Pinter va haciendo moverse a estos tres personajes, metidos en el tiempo y en la triste habitación. Todos son así para nuestro escritor: aparece un cierto humor, lo absurdo que se convierte en drama. Nada gira ni cambia; es así, perfectamente, la foto­grafía del decorado hiperrealista que ha hecho el propio director. Uno padeciendo su quietud, contemplando la lluvia tras los cristales; otro, sufriendo la consecuencia de extraños electroshock en el pa­sado; por último, ese ser de falsos nombres, caminante que no se sabe a dónde irá, con ese aspecto tal vez judío –lo era Pinter- vestido de negro, con el secreto de su origen mentido, bajo su ropa pasada agarrándose a su llamativa bolsa de viaje.

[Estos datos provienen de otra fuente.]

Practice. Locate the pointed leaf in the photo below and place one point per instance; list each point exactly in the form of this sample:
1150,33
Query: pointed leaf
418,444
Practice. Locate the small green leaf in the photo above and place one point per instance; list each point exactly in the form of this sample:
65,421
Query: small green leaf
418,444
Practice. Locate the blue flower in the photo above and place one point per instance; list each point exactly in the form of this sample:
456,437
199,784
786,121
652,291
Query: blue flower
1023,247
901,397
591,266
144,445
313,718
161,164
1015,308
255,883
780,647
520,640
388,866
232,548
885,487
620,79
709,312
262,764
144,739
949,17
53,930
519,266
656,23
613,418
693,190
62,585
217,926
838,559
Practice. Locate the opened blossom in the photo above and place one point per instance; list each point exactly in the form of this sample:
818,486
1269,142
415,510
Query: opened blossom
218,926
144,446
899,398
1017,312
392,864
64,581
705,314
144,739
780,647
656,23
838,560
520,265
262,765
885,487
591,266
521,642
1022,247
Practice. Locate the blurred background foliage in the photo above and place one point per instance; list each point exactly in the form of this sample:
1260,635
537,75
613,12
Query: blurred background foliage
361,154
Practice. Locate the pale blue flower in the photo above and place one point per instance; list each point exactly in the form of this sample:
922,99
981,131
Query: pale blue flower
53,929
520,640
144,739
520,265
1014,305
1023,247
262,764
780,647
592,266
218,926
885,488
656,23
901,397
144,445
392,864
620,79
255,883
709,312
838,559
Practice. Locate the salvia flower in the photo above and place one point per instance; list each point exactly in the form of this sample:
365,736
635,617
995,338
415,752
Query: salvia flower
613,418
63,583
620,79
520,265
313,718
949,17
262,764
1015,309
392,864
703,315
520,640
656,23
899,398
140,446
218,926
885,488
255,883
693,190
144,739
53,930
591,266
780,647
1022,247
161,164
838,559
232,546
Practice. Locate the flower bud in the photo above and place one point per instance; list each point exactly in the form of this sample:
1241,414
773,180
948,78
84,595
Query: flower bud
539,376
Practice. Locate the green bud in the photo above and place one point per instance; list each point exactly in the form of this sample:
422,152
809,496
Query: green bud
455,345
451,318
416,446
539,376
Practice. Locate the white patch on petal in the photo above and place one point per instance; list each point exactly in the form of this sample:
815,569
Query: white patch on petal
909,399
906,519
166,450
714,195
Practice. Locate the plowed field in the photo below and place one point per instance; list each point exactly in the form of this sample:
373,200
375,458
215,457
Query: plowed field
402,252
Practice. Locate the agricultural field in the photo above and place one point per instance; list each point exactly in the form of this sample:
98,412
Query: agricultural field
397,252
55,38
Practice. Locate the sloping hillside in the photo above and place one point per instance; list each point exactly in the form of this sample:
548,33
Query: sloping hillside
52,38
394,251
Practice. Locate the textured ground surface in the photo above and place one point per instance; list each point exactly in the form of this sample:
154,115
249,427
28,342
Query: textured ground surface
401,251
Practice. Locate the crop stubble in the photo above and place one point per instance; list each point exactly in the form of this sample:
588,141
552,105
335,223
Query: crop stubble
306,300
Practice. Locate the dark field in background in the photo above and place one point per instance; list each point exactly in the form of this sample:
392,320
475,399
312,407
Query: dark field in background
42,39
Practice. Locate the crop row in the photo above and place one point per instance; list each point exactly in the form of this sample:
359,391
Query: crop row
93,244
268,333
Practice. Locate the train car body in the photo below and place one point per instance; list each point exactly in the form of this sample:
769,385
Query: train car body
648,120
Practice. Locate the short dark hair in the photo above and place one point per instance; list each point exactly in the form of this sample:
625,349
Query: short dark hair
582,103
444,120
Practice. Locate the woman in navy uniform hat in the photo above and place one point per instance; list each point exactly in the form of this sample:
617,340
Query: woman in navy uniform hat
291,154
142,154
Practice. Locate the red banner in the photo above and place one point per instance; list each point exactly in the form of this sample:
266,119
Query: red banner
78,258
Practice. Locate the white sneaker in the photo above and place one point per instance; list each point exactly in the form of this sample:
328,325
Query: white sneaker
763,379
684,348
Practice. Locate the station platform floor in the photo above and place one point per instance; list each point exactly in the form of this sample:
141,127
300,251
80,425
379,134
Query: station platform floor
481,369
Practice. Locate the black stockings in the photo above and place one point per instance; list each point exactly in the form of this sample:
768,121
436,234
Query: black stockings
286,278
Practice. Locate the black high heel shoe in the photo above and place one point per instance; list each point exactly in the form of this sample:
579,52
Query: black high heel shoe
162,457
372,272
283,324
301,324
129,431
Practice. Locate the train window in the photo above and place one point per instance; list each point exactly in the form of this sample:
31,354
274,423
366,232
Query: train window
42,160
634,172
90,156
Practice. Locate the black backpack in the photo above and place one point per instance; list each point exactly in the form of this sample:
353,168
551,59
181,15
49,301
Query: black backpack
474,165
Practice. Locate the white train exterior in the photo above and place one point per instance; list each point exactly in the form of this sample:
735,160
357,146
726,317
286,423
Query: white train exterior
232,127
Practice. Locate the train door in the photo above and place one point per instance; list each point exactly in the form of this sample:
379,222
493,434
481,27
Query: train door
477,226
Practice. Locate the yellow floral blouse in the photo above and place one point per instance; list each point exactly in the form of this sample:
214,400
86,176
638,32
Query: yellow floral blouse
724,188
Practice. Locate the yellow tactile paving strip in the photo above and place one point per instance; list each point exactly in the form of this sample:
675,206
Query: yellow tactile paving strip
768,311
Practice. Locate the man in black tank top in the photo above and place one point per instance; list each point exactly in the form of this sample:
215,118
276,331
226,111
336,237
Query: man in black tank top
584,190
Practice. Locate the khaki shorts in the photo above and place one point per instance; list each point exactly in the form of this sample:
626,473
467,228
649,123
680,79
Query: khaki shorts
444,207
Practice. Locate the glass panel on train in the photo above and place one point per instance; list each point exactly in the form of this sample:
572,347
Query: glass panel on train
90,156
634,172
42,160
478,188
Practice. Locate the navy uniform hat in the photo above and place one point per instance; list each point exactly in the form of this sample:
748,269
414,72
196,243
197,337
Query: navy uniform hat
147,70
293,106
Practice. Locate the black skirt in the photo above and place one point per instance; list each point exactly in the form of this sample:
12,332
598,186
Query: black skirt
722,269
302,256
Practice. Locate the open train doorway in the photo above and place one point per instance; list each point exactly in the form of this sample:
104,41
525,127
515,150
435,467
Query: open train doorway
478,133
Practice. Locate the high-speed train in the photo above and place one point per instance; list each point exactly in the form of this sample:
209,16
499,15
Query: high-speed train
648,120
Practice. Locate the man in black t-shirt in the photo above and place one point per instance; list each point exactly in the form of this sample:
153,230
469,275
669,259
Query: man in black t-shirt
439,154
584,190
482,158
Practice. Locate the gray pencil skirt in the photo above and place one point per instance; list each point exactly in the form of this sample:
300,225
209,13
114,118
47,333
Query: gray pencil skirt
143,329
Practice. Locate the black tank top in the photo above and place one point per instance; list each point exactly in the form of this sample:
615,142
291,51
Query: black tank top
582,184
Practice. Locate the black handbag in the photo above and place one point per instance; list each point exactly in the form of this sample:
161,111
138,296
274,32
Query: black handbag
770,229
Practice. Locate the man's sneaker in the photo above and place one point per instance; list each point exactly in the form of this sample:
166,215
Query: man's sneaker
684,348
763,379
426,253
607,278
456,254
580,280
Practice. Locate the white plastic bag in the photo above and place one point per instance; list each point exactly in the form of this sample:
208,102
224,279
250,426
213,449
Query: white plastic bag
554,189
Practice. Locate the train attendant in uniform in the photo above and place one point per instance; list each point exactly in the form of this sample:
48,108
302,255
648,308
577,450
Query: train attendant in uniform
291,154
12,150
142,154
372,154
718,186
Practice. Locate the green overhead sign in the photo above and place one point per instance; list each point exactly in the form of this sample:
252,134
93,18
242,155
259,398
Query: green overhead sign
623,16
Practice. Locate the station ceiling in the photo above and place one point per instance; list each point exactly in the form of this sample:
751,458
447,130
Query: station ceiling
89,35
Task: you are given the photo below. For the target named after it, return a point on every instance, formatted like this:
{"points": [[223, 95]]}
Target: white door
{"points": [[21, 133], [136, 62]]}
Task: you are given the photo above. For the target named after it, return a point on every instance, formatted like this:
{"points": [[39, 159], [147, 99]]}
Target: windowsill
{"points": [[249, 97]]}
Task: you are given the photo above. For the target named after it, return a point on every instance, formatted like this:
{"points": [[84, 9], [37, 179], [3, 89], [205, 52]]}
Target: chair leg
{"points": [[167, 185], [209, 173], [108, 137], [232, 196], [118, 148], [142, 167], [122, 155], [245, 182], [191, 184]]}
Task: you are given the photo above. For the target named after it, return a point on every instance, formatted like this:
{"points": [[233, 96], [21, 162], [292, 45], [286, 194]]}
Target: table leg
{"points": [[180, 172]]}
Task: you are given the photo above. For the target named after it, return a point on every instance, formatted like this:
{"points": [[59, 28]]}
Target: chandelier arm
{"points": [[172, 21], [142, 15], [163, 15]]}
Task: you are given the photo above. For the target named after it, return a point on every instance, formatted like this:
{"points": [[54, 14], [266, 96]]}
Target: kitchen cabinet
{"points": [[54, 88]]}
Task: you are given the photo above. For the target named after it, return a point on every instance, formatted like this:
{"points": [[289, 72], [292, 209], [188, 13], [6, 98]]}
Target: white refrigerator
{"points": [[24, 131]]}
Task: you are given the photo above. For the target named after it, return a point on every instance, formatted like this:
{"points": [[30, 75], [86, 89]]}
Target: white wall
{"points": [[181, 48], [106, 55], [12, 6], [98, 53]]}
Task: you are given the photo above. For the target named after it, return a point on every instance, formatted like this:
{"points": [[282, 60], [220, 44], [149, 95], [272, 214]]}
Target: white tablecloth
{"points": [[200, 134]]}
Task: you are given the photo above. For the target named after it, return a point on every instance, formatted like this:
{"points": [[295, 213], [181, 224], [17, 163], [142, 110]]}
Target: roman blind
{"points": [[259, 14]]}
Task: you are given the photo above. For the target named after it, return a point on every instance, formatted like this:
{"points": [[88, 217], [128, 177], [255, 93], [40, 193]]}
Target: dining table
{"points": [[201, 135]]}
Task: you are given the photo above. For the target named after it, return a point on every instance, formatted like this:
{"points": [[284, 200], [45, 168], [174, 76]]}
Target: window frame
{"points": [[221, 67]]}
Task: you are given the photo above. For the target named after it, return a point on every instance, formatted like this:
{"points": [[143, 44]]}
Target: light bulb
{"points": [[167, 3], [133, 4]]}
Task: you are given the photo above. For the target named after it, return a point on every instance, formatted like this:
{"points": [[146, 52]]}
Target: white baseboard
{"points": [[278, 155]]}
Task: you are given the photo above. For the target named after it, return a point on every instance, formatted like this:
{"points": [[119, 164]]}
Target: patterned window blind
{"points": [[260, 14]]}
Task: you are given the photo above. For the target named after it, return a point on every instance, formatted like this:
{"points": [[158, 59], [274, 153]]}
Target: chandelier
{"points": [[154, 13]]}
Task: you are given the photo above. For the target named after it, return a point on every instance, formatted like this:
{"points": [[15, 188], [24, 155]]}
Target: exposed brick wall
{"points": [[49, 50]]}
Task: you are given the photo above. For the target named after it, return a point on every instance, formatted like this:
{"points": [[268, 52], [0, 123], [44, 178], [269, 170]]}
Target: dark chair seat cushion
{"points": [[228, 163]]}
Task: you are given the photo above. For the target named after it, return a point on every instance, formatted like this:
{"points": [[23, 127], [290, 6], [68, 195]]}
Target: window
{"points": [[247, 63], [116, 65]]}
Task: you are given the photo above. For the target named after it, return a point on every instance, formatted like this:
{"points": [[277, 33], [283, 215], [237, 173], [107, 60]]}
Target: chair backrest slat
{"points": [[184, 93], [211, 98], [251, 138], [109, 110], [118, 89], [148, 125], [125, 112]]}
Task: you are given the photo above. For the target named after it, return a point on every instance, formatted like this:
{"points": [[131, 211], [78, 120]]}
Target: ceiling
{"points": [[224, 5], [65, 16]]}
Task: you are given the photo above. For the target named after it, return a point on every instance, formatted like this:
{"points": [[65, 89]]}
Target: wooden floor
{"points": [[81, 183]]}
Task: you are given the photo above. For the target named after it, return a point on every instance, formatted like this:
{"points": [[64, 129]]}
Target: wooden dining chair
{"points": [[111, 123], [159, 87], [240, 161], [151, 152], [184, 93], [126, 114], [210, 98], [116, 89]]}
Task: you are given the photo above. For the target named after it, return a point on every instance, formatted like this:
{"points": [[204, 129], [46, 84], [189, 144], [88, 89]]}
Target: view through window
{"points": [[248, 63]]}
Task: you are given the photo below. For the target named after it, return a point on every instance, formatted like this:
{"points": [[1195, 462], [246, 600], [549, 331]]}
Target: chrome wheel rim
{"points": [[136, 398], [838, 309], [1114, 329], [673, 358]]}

Nada se entiende, por eso citamos su absurdo, y el espectador desea saber más, que pase más el tiempo, que se llene el cubo de agua. Finalmente, algunos pueden pensar que aquello no debe terminar nunca, porque así es, incluso algún espectador sentía el deseo de interponerse o unirse en aquella habitación sentimental.
Vemos, insuficientemente, a este Nobel en nuestros teatros. Y para mejor reaparición, lo trae el director Carles Alfaro, una vez más con su inteligencia y sensibilidad. Con tres actores formidables, citándolos con igual sabor: Enric Benavent, Luis Bermejo y Ernesto Arias.